Bloodborn by Nathan Long
Black Library Publishing
Ulrika Magdova, reluctant vampire, is struggling to control her thirst for blood.
For the protection of herself and others, a coven of vampires has given Ulrika sanctuary, so she can safely adapt to a life of darkness. But before she learns to control her strange new powers, that sanctuary is endangered.
In the city of Nuln something is preying upon this ancient race, and threatening to expose their existence to the nation. A witchhunt has begun and people are calling for the destruction of the vampires. With nowhere to hide, Ulrika and her mentor, the Countess Gabriella, must hunt down this mysterious killer before they become its next victims.
Let me start by saying that vampires have never really been my thing. Other than loving Gary Oldman as Dracula and staring at Kate Beckinsale I haven’t been attracted to them the way many people are. I have always thought of vampires as being great villains when done right, but more often than not, they are done all wrong in the worst kind of way. Yeah that’s right Twilight; I am looking at you….
Anyway, I was intrigued with this novel before I bought it. I first came across Nathan Long a few years ago when I read his Blackhearts series and just loved it. Since then Mr. Long has taken over the Gotrek & Felix series (read it and love it, because it’s that awesome) after William King went on hiatus from the Black Library. Long is a very different writer than William King, but has made the characters his own and the last couple of books have been good.
The main character of this story, Ulrika Magdova, was a character created by William King who appeared in several of the old Gotrek and Felix novels. During the events of Vampire Slayer (the 6th G&F Novel), Ulrika was kidnapped by a vampire who eventually gave her the red kiss so that she would remain by his side forever. However, things did not go his way after Gotrek and Felix showed up.
Bloodborn picks up Ulrika’s story after she was left in the care of vampire Countess Gabriella. Unfortunately, Ulrika has not had time to adjust to her new life before the Countess is required to become involved in a crisis threatening a community of vampires living within the city of Nuln.

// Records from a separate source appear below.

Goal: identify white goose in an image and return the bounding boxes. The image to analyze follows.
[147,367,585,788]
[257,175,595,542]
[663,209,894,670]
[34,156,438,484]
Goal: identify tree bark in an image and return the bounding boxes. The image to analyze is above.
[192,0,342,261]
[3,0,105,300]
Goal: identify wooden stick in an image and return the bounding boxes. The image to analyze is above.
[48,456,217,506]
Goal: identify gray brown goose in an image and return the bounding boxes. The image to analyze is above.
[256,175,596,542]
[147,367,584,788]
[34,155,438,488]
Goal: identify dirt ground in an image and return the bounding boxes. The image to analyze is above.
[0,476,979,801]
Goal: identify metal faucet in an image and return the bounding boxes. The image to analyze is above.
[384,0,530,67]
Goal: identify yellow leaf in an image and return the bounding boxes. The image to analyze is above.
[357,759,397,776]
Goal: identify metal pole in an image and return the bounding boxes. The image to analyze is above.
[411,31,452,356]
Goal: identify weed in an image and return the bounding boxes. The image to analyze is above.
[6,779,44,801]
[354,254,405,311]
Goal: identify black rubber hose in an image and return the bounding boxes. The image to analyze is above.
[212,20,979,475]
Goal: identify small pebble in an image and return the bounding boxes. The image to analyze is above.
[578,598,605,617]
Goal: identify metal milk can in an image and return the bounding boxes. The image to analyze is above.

The vampires of the Warhammer world are unique. According to the history of the setting, they were an unintended byproduct of experiments and ceremonies derived from the works of Nagash, an extremely powerful Necromancer and one of the great villains of Warhammer fantasy. Modern vampires are all descendents from an original group of diverse characters. The traits of those first vampires have carried through to their descendents resulting in unique vampire bloodlines. The countess belongs to a clan of vampires called the Lahmians who follow a code of conduct based around using their powers of seduction to clandestinely influence human civilization.

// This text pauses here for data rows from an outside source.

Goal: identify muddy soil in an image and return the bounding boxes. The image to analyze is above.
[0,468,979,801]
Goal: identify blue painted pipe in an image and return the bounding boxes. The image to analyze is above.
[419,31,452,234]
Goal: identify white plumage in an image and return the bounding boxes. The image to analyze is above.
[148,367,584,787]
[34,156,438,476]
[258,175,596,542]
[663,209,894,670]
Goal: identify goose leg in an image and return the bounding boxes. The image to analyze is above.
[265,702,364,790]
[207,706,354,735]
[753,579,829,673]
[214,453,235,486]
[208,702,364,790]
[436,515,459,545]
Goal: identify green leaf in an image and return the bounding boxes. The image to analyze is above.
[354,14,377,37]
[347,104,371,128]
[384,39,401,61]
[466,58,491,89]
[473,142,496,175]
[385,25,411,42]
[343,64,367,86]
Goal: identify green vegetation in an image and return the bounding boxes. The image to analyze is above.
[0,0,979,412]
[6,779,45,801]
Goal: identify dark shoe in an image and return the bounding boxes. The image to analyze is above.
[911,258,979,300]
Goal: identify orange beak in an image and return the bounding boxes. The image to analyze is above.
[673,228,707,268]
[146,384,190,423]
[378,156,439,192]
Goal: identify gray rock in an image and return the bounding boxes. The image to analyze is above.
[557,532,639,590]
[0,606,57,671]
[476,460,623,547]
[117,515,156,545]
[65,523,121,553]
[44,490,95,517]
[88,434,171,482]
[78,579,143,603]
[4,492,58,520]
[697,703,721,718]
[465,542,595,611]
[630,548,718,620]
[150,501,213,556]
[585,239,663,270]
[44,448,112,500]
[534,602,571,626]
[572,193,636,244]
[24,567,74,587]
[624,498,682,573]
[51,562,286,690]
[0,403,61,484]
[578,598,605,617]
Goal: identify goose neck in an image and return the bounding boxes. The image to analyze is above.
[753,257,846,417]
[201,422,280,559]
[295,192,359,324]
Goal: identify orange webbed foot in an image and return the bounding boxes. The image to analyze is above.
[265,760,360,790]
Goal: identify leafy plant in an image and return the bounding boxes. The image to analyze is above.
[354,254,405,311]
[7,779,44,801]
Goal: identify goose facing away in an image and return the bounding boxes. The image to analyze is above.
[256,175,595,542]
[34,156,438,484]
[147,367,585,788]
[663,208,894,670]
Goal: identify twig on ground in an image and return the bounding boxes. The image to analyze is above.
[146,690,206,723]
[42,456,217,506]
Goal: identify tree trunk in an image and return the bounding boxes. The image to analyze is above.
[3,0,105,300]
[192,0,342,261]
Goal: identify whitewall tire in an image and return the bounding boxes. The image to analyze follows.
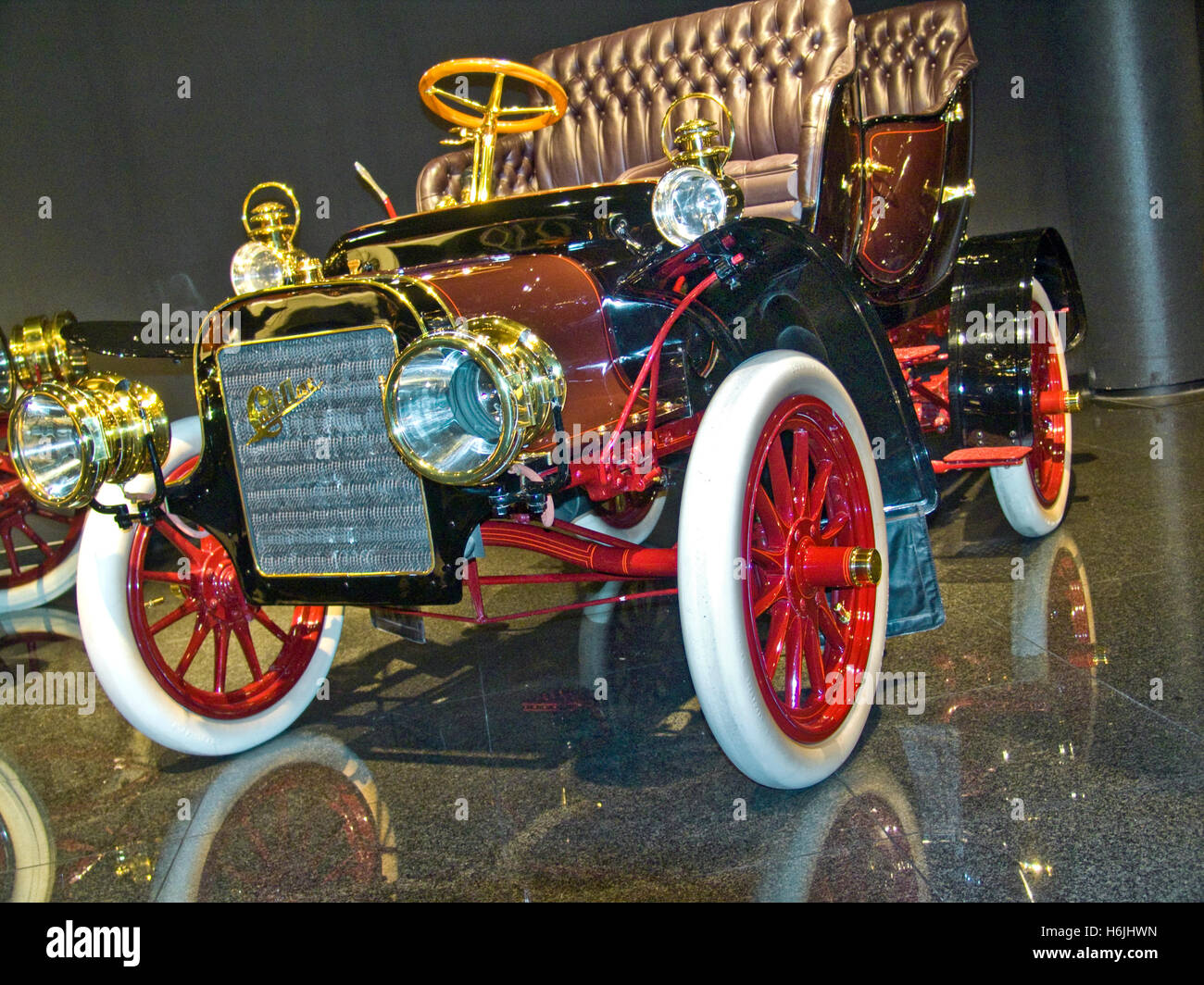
[678,351,888,789]
[991,277,1072,537]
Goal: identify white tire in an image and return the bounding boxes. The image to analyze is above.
[991,278,1072,537]
[0,543,80,612]
[678,351,888,789]
[0,758,56,904]
[76,417,344,756]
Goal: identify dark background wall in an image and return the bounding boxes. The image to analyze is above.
[0,0,1204,387]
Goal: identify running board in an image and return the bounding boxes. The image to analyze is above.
[932,444,1033,476]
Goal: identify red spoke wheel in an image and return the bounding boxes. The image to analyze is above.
[678,352,887,789]
[0,452,88,612]
[127,453,326,719]
[991,278,1071,537]
[76,418,342,755]
[742,396,876,742]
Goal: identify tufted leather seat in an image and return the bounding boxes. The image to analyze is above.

Nathan Long took on quite a challenge with this novel. It is much more than just the story of Ulrika’s struggle to come to terms with being a vampire. In addition to resisting her bloodthirst and learning to control her new powers, Ulrika is also forced to learn about and conform to a complex and highly political vampire culture. The Lahmian way is also foreign to Ulrika who was a warrior aristocrat used to speaking plainly and acting honorably. Long added further depth to Ulrika’s predicament by using the normal humans in the story to drive home just how alien and isolated her life had become.
I also enjoyed how the vampire culture and bloodlines were fleshed out within the story. While the vast majority of this was devoted to the Lahimans, Long did justice to the background by pointing out some of the distinctions between the vampire groups.
I was not expecting this particular novel to be the action packed detective story it turned out to be. This is as enjoyable a “who done it” as I have come across over the last several years.
This is not really a fair comment, but there were some parts of the novel I found to be a bit frilly for my taste. This is entirely unavoidable though as the novel is focused on a clan of feuding vampire seductresses and all of their intrigues.
Given Long’s well done description of the vampires within the book and the climax of the story, it would have made sense for him to spare a few lines explaining what exactly a “Strigoi” vampire was. Readers unfamiliar with the setting are not going to be familiar with the term.
The layers of this book are what make it so much fun. Between the likable and identifiable protagonist, interesting depiction of Warhammer vampires, and action packed detective story, you are all set for an exciting ride. Nathan Long has begun what looks like will be a thoroughly enjoyable series and I’m looking forward to the next installment.